Son siete los días de la semana, los siete mares, los siete colores del arco iris. Siete son los sacramentos, los siete pecados capitales, las siete maravillas del mundo, las siete notas musicales y los siete enanitos de Blancanieves. ¿Por qué no iba yo a tener, como todos los demás, siete vidas? De hecho ya he quemado seis, ésta, la actual, la que disfruto y vivo ahora, es, si no he perdido la cuenta y mi cálculo no me engaña, la última y definitiva. Y voy a aprovecharla a conciencia, no me queda casi nada por hacer, sólo una hazaña tengo pendiente, torturar a Fran incluso en la cárcel.
Como todos los días me dispongo a visitarle en su celda. Me cuelo por donde siempre, paseo impunemente por los pasillos y corredores hasta que uno de los guardias sale a mi encuentro. Me saluda.
_ Buenas tardes Sombra, ¿otra vez por aquí?

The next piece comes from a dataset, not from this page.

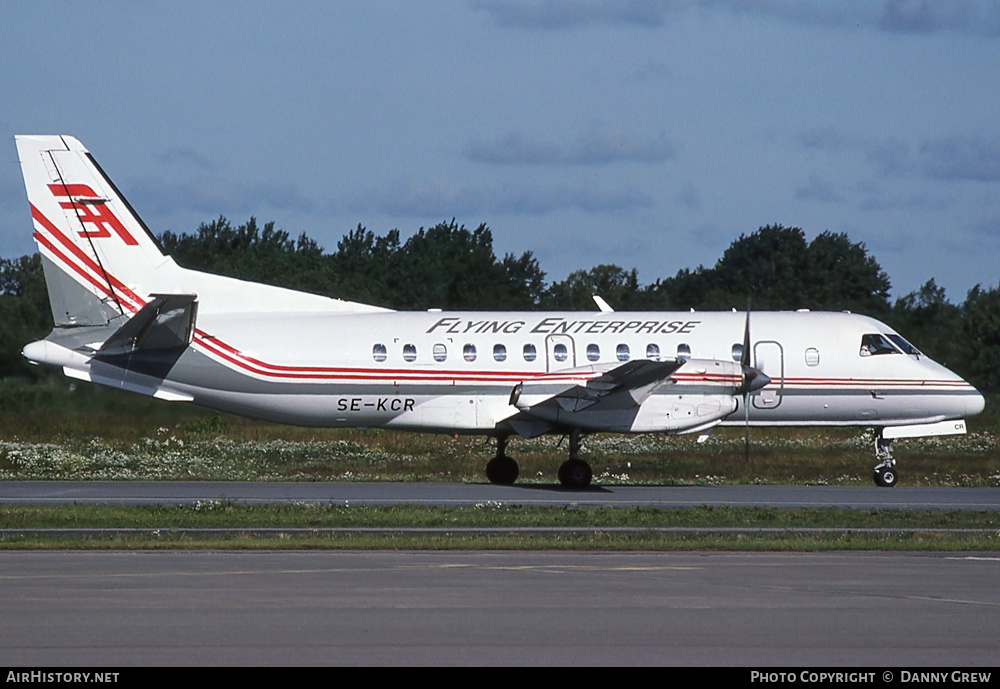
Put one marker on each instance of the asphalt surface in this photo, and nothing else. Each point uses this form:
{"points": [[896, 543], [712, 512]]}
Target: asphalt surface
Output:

Todos me llaman Sombra, debe ser por mi pelo completamente negro, o quizá por el futuro oscuro que le espera a Fran, mi único familiar vivo y para siempre a la “sombra”. No sé cuál de los guardias me lo puso pero me gusta el nombre, aunque debo reconocer sinceramente que me gustaba más el anterior, tal vez porque lo recuerdo pronunciado por los dulces labios carnosos y sensuales de Cora. No me lo adjudicó ella, fue aquél otro novio que tuvo, no recuerdo como se llamaba, el melenudo, el único que amó, el que dejó para casarse con el dinero de Nick. Me bautizó con el nombre del grupo musical donde tocaba la guitarra, Viceversa, un poco absurdo pero siempre mejor que Micifuz, Silvestre, Tigrecito o similares. El que no me gusta nada es el nombre que me puso Fran, no, ése no me gusta, es despectivo, se percibe su odio.

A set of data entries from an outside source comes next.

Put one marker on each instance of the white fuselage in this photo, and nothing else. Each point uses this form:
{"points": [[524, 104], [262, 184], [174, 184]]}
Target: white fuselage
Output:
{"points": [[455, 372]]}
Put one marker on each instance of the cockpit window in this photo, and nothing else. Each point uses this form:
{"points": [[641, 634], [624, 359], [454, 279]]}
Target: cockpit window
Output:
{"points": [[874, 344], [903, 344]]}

A diferencia del guitarrista melenudo que me adoraba, Fran siempre me ha odiado. Aunque el sentimiento fue recíproco, es decir yo también lo odiaba a él con mis siete almas. De todos modos, a pesar de nuestras diferencias, yo siempre le llamé a él por su nombre, jamás se me ocurrió decirle “Puto hombre”, por eso no me gusta cuando me llama “Puto gato”.
_ ¡Guardia venga a la celda! Ya esta aquí otra vez este puto gato.
Se desgañita jurando y perjurando que toda la culpa es mía, que fui yo el culpable, que yo provoqué el accidente. Se deja la garganta, se rompe la voz chillando que yo le ataqué, que arañé sus ojos, que mordí sus manos para hacerle perder el control del coche y yo, me mondo de la risa cuando los guardias le contestan.
_ ¡Fran cálmate!, es sólo el gato de tu amada, se ha quedado solo, eres su única familia, es normal que venga a visitarte. No tengas tan mala sombra.
_ No es mi familia, es el asesino de Cora ¿no lo entienden? ¡Ese puto gato sólo viene a reírse de mi desgracia!
¡Qué divertido, dedicar en exclusiva mi última vida a amargarle la vida!
¡Qué divertido llenar sus días de carcajadas, de Sombra y Viceversa!